SBI at the Irish Association for Cancer Research Meeting
Last week a group from SBI attended the Irish Association for Cancer Research (IACR) meeting in Kilkenny. The IACR is an All Ireland association and consequently the conference is one of the major annual cancer research meetings on the island of Ireland. There were excellent talks from national and international speakers, ranging from those performing investigatory research to understand the function of cancer associated genes to those seeking to apply the latest discoveries and technologies in the clinic.
SBI was well represented at the conference, with poster presentations from Susan Kennedy, Zhi Liu, Dirk Fey and Tapesh Santra and oral presentations from Melinda Halasz, Jens Rauch and Colm Ryan. These presentations highlighted how systems biology approaches can be used to tackle a variety of problems of cancer - predicting which patients will respond to chemotherapy, understanding mechanisms of drug resistance, and identifying new drug targets in a number of different cancer types. SBI researchers presented work on breast cancer, colon cancer, melanoma, and neuroblastoma, highlighting the breadth of the cancer research performed here.

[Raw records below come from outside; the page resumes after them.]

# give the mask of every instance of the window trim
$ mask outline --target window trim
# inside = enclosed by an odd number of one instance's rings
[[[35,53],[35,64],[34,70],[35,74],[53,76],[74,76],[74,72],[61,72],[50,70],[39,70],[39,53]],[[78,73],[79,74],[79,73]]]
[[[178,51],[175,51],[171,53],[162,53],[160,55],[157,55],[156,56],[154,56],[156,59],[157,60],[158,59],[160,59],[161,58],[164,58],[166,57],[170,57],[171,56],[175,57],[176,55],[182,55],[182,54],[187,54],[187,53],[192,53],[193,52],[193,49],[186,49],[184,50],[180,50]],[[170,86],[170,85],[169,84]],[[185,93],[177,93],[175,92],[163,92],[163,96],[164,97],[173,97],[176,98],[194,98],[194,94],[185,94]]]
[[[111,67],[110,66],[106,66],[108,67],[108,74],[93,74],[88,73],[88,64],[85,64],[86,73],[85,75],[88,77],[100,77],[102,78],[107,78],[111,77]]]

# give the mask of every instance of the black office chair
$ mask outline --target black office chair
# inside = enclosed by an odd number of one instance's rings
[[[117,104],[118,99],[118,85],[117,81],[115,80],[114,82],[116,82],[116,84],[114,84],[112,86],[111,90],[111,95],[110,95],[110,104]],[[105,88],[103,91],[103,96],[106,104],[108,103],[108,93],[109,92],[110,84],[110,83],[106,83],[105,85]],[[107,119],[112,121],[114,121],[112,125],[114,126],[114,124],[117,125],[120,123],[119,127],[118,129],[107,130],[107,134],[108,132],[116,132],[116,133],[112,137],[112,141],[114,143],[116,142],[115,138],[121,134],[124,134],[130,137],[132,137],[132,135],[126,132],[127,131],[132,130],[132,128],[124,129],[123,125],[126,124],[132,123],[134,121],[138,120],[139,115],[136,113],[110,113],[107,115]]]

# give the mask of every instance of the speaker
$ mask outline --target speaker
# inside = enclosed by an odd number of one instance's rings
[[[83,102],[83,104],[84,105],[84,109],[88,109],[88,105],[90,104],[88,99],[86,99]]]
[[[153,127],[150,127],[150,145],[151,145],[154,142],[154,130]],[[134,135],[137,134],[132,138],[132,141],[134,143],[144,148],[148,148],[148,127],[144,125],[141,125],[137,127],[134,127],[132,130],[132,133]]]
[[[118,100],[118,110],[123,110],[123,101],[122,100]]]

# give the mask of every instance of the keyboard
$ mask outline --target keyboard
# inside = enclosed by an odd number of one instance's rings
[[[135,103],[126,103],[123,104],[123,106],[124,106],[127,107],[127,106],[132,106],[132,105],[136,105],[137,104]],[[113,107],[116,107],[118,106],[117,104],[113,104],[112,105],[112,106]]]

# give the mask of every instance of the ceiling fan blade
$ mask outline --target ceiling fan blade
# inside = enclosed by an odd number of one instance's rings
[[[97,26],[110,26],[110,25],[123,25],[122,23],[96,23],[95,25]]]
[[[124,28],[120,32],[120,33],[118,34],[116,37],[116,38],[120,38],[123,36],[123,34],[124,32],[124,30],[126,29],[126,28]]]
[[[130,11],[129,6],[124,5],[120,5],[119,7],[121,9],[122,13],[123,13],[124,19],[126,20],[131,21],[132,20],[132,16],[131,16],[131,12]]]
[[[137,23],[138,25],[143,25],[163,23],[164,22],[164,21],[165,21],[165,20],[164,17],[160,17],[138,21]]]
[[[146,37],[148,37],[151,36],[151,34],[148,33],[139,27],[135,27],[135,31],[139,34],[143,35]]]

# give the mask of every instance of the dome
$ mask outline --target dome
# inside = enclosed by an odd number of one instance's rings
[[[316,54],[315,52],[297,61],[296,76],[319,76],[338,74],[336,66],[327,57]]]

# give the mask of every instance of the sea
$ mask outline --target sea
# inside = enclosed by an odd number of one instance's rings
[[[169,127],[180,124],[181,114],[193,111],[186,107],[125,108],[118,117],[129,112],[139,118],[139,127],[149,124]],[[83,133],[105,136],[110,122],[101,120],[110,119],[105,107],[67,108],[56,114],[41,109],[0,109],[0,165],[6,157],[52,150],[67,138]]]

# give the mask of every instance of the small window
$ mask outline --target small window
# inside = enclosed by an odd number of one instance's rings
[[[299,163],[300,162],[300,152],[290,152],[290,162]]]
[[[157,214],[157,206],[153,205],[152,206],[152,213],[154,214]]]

A particular highlight was Dr Melinda Halasz's presentation on the identification of drug targets in MYCN amplified neuroblastomas. Neuroblastoma is the most common form of cancer in infants and accounts for 15% of all cancer deaths in children. Children whose neuroblastoma tumours have many extra copies of the MYCN gene (i.e. they are MYCN amplified) have a particularly poor prognosis. Because of MYCN’s role in driving neuroblastoma tumour growth and its association with poor prognosis, it would be an ideal candidate for targeted drug development. Unfortunately, due to the shape of the MYCN protein, no one has been able to target it directly and consequently we need an alternative mechanism to target it. Melinda’s approach to this problem has been to identify the proteins that the MYCN protein works with in cancer cells and to target them instead. She has used this approach to identify a number of targets that selectively kill tumour cells with the amplified MYCN gene, suggesting they may be promising candidates for targeted treatments in neuroblastoma. For her work and excellent presentation Melinda won the best oral presentation prize at the meeting.
Also great to see was a number of successes from our neighbours at the UCD Conway Institute - Prof. William Gallagher won the inaugural IACR Cancer Researcher Medal, Dr Maria Prencipe won the European Association of Cancer Research young researcher award, and Dr Amanda McCann became the new president of the IACR.
About the Author
Colm Ryan is a Sir Henry Wellcome Postdoctoral Fellow based in Systems Biology Ireland and the Institute of Cancer Research in London. His research aims to improve our understanding of synthetic lethality treatments in cancer therapeutics.